6. Regime der Sozialingenieure
Parteiübergreifend wird akzeptiert, dass es einen anhaltenden Widerspruch gibt zwischen dem Wust von Sozialleistungen einerseits und ungelösten Problemen andererseits: Deutschland hat zu wenig Kinder, zugleich wird der Nachwuchs aus prekären Verhältnissen früh und konsequent abgehängt. Statt aber das Förderdurcheinander zu entrümpeln und wirkungsvolle Instrumente zu etablieren, wird immer mehr Geld ausgeschüttet. Wann spricht sich herum, dass Wohltaten nicht zwangsläufig Gerechtigkeit erhöhen?
7. Selbsterfahrungsgruppe SPD
Die sozialdemokratische Volkspartei ist eine Fiktion. Obgleich Interessengruppen wie Grüne und Linke längst ausgelagert wurden, hat die SPD 2013 noch immer keine Linie gefunden. Verfeindete Mittelmächte beherrschen den Laden.
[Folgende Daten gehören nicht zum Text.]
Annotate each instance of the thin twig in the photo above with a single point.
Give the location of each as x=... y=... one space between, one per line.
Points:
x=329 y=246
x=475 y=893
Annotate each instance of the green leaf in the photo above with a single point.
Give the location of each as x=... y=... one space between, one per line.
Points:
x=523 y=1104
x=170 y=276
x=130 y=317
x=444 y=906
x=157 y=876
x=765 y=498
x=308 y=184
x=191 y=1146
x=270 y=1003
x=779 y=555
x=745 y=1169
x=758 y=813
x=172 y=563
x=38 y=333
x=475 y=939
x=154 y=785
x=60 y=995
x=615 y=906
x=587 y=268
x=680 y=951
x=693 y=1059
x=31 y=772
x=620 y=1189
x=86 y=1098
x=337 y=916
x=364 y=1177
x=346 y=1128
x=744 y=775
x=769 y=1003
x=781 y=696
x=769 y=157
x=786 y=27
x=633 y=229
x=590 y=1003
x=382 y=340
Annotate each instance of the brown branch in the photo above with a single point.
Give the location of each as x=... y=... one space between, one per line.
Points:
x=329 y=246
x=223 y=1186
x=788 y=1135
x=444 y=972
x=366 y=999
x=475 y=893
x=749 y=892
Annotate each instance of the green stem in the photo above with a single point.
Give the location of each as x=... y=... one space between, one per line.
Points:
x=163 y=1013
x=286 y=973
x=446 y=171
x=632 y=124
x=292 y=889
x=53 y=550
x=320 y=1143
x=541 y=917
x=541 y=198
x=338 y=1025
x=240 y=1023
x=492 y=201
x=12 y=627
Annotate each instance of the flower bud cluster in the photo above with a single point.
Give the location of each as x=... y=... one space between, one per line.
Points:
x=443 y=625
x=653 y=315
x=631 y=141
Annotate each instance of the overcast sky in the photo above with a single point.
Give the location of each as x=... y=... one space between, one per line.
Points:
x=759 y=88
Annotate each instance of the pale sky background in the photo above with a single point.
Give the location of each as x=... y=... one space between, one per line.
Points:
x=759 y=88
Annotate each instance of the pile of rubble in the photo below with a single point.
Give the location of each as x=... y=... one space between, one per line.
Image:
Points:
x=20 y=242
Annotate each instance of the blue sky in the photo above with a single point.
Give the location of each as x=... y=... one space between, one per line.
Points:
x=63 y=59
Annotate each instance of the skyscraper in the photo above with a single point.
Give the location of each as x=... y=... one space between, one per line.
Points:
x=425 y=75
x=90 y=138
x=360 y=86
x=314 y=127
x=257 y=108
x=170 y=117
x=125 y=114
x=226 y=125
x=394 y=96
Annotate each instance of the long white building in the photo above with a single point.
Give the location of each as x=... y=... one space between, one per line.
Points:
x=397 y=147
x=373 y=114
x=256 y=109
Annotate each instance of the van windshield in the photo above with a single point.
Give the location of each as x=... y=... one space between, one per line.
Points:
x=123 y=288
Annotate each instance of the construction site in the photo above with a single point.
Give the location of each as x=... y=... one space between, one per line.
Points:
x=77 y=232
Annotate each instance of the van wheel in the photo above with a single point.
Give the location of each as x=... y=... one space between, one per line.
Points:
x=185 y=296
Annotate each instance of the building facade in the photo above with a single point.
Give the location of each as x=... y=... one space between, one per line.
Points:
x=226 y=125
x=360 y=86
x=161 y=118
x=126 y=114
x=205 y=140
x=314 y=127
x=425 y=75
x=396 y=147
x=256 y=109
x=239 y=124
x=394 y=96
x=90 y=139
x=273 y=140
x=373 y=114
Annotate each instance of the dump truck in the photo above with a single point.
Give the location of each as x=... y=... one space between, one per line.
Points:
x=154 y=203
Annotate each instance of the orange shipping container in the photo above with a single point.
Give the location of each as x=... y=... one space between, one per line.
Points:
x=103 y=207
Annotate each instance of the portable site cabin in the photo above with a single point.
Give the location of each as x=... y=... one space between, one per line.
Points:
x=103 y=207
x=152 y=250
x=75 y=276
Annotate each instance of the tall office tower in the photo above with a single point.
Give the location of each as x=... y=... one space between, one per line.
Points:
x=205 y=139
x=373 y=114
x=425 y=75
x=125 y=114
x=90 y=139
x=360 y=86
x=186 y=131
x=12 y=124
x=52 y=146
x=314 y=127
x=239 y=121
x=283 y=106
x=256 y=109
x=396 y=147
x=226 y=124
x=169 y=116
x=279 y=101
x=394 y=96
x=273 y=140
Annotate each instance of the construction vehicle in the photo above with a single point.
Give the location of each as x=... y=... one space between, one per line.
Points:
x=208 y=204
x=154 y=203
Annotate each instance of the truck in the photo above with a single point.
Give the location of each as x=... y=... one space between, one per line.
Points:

SPD-Chef Gabriel ist machtschlau genug, um keine große Linie vorzugeben, an die sich eh keiner hielte. Stattdessen bedient er seine schwer erziehbaren Fürsten mit allerlei Aufmerksamkeiten. Es geht ja nicht um Europa, sichere Rente, florierende Wirtschaft, sondern um das Ergebnis der Mitgliederbefragung. Die muss erkauft und erschmeichelt werden von disparaten Interessengruppen: Trauerarbeiter, die Oskars Weggang noch immer beweinen, reichlich Post-Schröder-Traumatisierte und dazwischen einige Pragmatiker, die still am mangelnden ökonomischen Bewusstsein der SPD verzweifeln, werden nicht von einer gemeinsamen Idee, sondern von rückwärtsgewandtem Zwist geeint.
8. Geisel Merkel
Es gehört zu den Absurditäten dieser Verhandlungen, dass die Zukunft der klaren Wahlsiegerin vom Votum einer emotional verwirrten SPD-Basis abhängt. Ausgerechnet die Machtfrau, die viel Wert auf Unabhängigkeit legt, steckt im Würgegriff von Ortsvereinen, die nichts lieber tun als Merkel-Quälen. Alternativen: Schwarz-Grün? Rot-Rot-Grün? Neuwahlen? Ach, lieber nicht.
9. Wo bleibt der Präsident? Von John F. Kennedy gibt es eine nette Zettel-Anekdote: Geschockt von Sputnik und Gagarin soll der US-Präsident seinem Vize Lyndon B. Johnson 1961 eine Notiz mit Fragen auf den Schreibtisch gelegt haben: Haben wir im Kampf ums Weltall eine Chance gegen die Sowjetunion? Welche Technologien sind nötig? Arbeiten wir täglich 24 Stunden daran? Das Ergebnis war eine gemeinsame Aufholjagd von Wirtschaft, Wissenschaft, Politik und Gesellschaft. Am Ende stand Neil Armstrong auf dem Mond und gab seinem Land Stolz und Zuversicht. Wann legt Joachim Gauck der Kanzlerin einen Zettel auf den Schreibtisch, gleich neben das Bild von Katharina der Großen. Textvorschlag: "Liebe Angela, wir gelten als Land der Dichter und Denker. Lasse doch bitte einen Überblick erstellen, wo wir bei den Themen Energiewende, Digitalwirtschaft, Familien- und Bildungspolitik stehen? Wo können wir besser werden? Was lässt sich sparen? Was kann das Silicon Valley, was wir nicht können? Arbeiten wir 24 Stunden am Tag daran, hier Weltspitze zu werden? Wenn nicht, dann bitte damit anfangen. Jetzt."